Nero e o julgamento dos cristãos
O processo de investigação, interrogatório e prisões durou mais de dois meses, um tempo muito longo para a pragmática e veloz justiça romana.
Os primeiros réus confessos apontaram outros. Aqueles que eram escravos foram torturados, como era prática da época. Ao todo foram condenadas de 200 a 300 pessoas, um número significativo para uma comunidade cristã de cerca de 3 mil membros em Roma. Três penas foram aplicadas aos incendiários: a maior parte foi queimada viva depois de ter as vestes embebidas em material inflamável, outros foram crucificados (estrangeiros e escravos) e outros lançados para serem devorados por cães selvagens.
Não foi, contudo, uma perseguição oficial aos cristãos, mas a condenação de incendiários criminosos. Os demais cristãos de Roma e de fora da capital foram deixados em paz. Até mesmo Paulo que, em 64, encontrava-se em Roma e era bem conhecido das autoridades como líder cristão, sequer foi investigado. Por essa época, a fé cristã não era um delito em si. Isso desmonta a falsa teoria de que Nero teria sido o primeiro perseguidor dos cristãos.
Em matéria religiosa, Nero foi muito tolerante, dentro da melhor tradição romana. Já plebe de Roma – que não tinha clara a diferença entre judeus e cristãos – via com maus olhos os judeus e, com eles, os cristãos. Equivocava-se sobre o significado da eucaristia, acreditando que fosse um ritual antropofágico e difundiam a ideia de que os cristãos cometiam infanticídio, orgias rituais e incesto.
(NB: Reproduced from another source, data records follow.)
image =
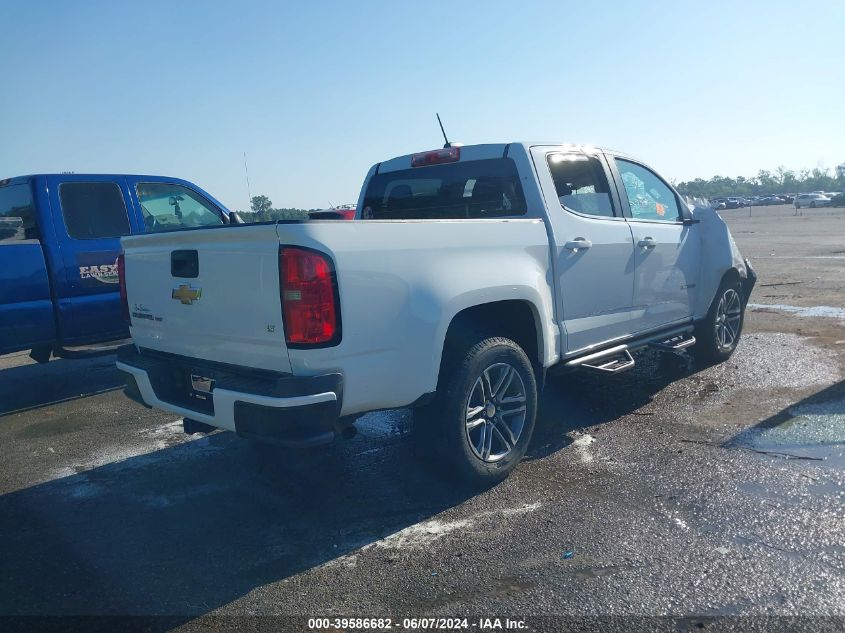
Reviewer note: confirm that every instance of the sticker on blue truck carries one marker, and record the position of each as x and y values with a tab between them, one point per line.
97	268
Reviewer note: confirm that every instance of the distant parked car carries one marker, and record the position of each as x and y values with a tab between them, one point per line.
342	212
731	203
811	200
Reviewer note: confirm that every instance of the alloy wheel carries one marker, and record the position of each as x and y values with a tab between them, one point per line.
495	412
728	317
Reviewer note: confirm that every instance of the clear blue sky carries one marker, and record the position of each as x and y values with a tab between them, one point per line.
315	92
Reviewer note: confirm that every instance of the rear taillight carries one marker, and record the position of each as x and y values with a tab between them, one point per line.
121	277
308	289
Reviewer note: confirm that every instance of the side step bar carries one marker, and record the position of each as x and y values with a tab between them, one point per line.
675	343
610	361
618	358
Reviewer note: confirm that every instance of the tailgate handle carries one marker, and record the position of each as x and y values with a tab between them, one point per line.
184	264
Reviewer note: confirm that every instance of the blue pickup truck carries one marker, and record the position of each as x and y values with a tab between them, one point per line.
59	242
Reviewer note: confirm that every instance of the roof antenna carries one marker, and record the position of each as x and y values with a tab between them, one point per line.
448	144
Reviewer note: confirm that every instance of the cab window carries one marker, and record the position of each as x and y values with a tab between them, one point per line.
650	198
17	214
93	210
471	189
581	184
166	206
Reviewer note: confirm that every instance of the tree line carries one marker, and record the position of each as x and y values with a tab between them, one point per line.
261	210
766	182
780	180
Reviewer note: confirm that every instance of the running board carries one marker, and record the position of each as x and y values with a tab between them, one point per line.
610	361
675	344
89	351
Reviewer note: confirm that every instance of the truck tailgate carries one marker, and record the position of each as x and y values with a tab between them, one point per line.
209	294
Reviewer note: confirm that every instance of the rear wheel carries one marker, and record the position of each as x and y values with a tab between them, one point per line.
717	335
481	422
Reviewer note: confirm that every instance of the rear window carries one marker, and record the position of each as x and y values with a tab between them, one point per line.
471	189
17	214
93	210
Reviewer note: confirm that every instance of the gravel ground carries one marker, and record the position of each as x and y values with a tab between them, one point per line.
665	491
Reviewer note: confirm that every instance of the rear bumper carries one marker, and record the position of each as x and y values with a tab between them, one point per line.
278	408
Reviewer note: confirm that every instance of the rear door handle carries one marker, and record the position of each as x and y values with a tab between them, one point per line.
579	243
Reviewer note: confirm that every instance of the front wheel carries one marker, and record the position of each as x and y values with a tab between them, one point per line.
717	335
480	425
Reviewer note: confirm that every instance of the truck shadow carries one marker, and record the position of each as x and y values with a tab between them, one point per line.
190	528
31	385
577	400
187	529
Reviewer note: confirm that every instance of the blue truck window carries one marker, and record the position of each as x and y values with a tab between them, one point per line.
17	215
167	206
93	210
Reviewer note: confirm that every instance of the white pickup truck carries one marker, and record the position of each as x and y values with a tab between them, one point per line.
468	274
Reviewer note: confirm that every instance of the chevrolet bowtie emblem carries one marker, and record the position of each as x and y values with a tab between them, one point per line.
185	294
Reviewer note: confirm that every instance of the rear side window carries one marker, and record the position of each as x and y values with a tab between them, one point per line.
17	214
167	206
93	210
581	184
471	189
650	198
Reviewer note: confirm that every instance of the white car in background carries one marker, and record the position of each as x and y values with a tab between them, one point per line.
811	200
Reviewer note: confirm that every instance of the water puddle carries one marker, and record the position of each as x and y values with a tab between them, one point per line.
811	431
813	311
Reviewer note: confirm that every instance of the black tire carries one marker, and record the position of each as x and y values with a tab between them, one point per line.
442	435
711	334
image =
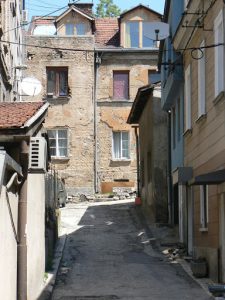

Nero nunca se indispôs com os judeus. Sob o seu governo, um judeu convertido, Tibério Júlio Alessandro, chegou ao ápice da carreira imperial como prefeito do Egito, a mais rica e importante das províncias. Em relação aos cristãos, lembre o episódio de Paulo que, envolvido em um tumulto em Jerusalém com os judeus, “apelou à César” e foi levado para Roma, Ele não teria apelado a Nero se este tivesse fama de tirano, arbitrário e feroz. Paulo Viveu por dois anos viveu em Roma, aguardando seu julgamento, em absoluta liberdade inclusive para pregar sua fé.
Nero condenou os cristãos por um crime de direito comum e não por sua fé. O processo se circunscreveu à capital. Fora de Roma e nas províncias, os cristãos não foram incomodados. As perseguições aos cristãos teriam início muitos anos depois, com Domiciano (81-90), em consequência do imperador assumir um caráter divino e de impor a seus súditos que o adorassem como deus, o que os cristãos não podiam aceitar.
Fonte
- TACITO. Annales. L’incendio di Roma e la testimonianza sui cristiani.
- SUETÔNIO. A vida dos doze Césares. São Paulo: Martin Claret, 2004.
- FINI, Massimo. Nero, o imperador maldito. São Paulo: Scritta, 1993.
- WARMINGTON, Brian H. Nero, reality and legend. Norton: 1969
- LEVI, Mario Attilio. Nerone e i suoi tempi. Rizzoli: 2001
- JOLY, Fábio Duarte. Suetônio e a tradição historiográfica senatorial: uma leitura da “Vida de Nero”. Revista História, São Paulo, v. 24, n. 2, p. 111-127, 2005.
- VANDENBERG, Philipp. Nero imperador e deus, artista e bufão. Rio de Janeiro: Zahar, 1986.